Ted Kraczynski, the Unabomber, is escorted to court by two officials — John Youngbear for AP News
Listen, I’m not going to go out on the street tomorrow wearing a green cartoon Luigi hat, waving my block letter “Free Luigi” sign. When it comes to putting away those who wrong our society’s elite, I trust the legal system. He should go to prison. He — allegedly — committed murder, and he knew exactly what he was getting himself into. Just for once in my life, I want a CEO’s life to be given the same worth as my own, despite the fact that I don’t have $43 million and a legion of corporate lobbyists to my name. His Rolex does not make his life worth more than mine.

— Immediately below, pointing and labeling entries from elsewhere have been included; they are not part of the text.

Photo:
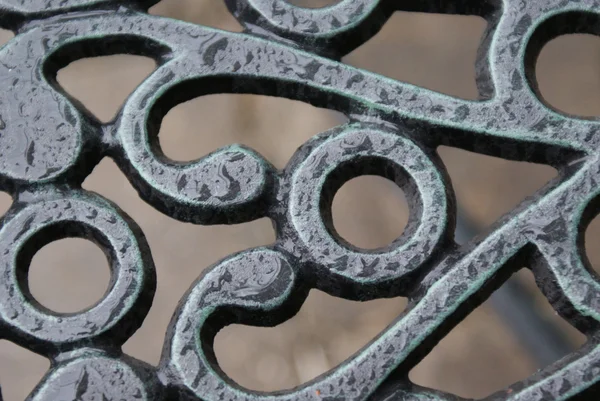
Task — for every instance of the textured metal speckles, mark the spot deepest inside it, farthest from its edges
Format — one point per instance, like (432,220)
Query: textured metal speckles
(248,288)
(92,375)
(227,186)
(41,133)
(48,144)
(329,27)
(363,150)
(116,316)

I want to know in my soul that if I were murdered tomorrow, and my murderer walked across state lines with a weapon and fake ID, they would be given the exact same charges and the same resulting sentence as Luigi Mangione has and will be given. But I don’t trust that.
That’s the short and sweet of it. The healthcare system is unjust, the legal system is unjust, and people are angry. I’m not going to sit here and say that my generation handles what they can’t express with the greatest delicacy, because they don’t. But that’s why we make jokes about his face, call him hot. Explaining that complex, contradictory mess of moral convictions is far too much for dinner conversation. One gets far less incredulous looks from family when claiming to support a man because he’s hot, rather than trying to stumble over the intricate words necessary to explain he’s done what you’ve dreamed of every time you watched someone choose between insulin and rent.
To all those shaking your head in disagreement with my premise: this conclusion is not a call for a better healthcare system. I’m not deluded enough to believe that some indignant undergrad has that kind of power. I’m too disillusioned to legitimately believe that Brian Thompson’s death will lead to any meaningful, long-standing change. This is simply the dissatisfaction I feel gets lost in the noise surrounding the tagline “teenagers fangirl over hot murderer,” like this is the same as when they made the Menendez Brothers sexy. Social media has not handled the issue with much tact, most definitely. My generation makes dark jokes online because what else are we going to do? Cry over the injustice of it all? Personally, I’d rather laugh at fan edits.